Overall, outer alignment as a problem is intuitive enough to understand, i.e., is the specified loss function aligned with the intended goal of its designers? However, implementing this in practice is extremely difficult. Conveying the full “intention” behind a human request is equivalent to conveying the sum of all human values and ethics. This is difficult in part because human intentions are themselves not well understood. Additionally, since most models are designed as goal optimizers, they are all susceptible to Goodhart’s Law which means that we might be unable to foresee negative consequences that arise due to excessive optimization pressure on a goal that would look otherwise well specified to humans.

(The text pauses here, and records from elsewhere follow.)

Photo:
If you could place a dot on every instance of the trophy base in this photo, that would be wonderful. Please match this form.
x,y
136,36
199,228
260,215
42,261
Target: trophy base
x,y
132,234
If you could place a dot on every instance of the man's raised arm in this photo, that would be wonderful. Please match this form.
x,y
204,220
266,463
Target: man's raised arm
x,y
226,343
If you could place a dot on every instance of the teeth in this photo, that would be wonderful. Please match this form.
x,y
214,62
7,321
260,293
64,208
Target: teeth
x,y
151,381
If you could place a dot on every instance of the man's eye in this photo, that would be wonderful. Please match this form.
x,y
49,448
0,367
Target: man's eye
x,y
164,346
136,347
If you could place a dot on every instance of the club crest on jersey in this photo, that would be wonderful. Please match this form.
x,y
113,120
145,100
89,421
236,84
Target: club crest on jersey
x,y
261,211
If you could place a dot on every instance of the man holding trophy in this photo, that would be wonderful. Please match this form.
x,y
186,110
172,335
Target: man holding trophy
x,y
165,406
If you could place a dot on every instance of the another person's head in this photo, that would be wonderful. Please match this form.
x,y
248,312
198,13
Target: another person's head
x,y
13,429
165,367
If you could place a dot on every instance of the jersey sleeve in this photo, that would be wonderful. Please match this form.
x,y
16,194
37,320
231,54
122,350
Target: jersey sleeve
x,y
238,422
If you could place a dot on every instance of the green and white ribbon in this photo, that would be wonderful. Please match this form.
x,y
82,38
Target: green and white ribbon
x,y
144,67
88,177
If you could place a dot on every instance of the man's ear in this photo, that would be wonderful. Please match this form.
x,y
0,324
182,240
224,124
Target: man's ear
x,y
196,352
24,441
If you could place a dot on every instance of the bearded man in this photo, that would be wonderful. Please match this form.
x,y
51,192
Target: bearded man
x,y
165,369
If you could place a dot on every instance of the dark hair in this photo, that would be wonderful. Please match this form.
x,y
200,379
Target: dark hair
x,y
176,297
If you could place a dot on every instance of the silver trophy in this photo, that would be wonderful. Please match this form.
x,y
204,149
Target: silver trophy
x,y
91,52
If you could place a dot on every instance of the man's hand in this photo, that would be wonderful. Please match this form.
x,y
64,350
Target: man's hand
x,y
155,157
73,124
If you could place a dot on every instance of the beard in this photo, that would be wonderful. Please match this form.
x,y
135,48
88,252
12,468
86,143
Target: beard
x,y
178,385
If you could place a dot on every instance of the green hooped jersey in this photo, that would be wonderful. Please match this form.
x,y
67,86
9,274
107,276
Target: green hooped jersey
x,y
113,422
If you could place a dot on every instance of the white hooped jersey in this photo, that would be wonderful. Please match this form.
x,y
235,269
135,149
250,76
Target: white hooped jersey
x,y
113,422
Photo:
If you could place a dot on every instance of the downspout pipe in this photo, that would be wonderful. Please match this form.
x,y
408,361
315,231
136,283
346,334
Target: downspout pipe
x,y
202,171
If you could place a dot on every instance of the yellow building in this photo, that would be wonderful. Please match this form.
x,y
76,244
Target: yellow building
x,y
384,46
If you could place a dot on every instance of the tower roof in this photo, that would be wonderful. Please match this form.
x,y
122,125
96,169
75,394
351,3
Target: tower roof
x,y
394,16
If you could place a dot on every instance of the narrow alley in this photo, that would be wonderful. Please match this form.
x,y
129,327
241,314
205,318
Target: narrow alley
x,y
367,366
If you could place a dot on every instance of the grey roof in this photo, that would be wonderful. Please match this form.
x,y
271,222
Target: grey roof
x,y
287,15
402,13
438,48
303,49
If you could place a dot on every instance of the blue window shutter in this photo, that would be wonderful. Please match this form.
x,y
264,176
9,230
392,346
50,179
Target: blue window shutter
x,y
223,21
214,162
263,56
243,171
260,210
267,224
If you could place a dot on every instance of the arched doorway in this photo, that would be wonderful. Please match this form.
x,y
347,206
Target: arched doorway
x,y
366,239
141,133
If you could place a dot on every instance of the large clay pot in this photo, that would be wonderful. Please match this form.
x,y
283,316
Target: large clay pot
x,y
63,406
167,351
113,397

To solve the outer alignment problem, some sub-problems that we would have to make progress on include specification gaming, value learning, and reward shaping/modeling. Some proposed solutions to outer alignment include scalable oversight techniques such as IDA, as well as adversarial oversight techniques such as debate.

Outer Alignment vs. Inner Alignment

This is often taken to be separate from the inner alignment problem, which asks: How can we robustly aim our AI optimizers at any objective function at all?

It should be kept in mind that you can have both inner and outer alignment failures together. It is not a dichotomy and often even experienced alignment researchers are unable to tell them apart. This indicates that the classifications of failures according to these terms are fuzzy. Ideally, we don't think of a binary dichotomy of inner and outer alignment that can be tackled individually but of a more holistic alignment picture that includes the interplay between both inner and outer alignment approaches.

 

  • Inner alignment: Does the model learn to do what you trained it to do?
    • Or does it create a mesaoptimizer?
    • Relevant example: take over the world as a mesoptimized goal includes perform appropriately in testing to avoid detection as a subgoal
  • Outer alignment: Does your training set actually train the model to do what you think you want?
    • Example: training a model to detect hidden equipment won't do what you want if all the training set with hidden equipment was taken from a sunny day, while all the negative examples were taken on cloudy days (figuratively but not literally a thing that happened)
  • Alignment target selection: This is a separate potential point of failure.
    • If you get inner alignment and outer alignment right, but you selected "make me a lot of money" as your alignment target, you will probably be unhappy with your overall efforts. You failed at wisely selecting an alignment target.